Occupational asthma is now the most common form of occupational respiratory disorder and accounts for around 5% of all adult-onset asthma. This should be considered in all adult asthmatics of working age, particularly if symptoms improve during time away from work, e.g. weekends or holidays. Atopic individuals and smokers appear to be at increased risk. Early diagnosis and removal from exposure leads to a significantly improved prognosis and may result in cure. The recognition of occupational asthma has important medico-legal implications and should prompt screening of the workplace as other employees may also have developed the disease.

An important minority of patients appear to have a particularly severe form of asthma; this appears to be more common in women.
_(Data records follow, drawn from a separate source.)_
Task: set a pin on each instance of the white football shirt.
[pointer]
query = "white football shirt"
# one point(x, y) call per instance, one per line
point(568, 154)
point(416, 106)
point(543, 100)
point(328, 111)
Allergic triggers appear to be less important and airway neutrophilia predominates.

How Airways Narrow
During an asthma attack, the smooth muscle layer goes into spasm, narrowing the airway. The middle layer swells because of inflammation, and more mucus is produced. In some segments of the airway, the mucus forms clumps that nearly or completely block the airway. These clumps are called mucus plugs.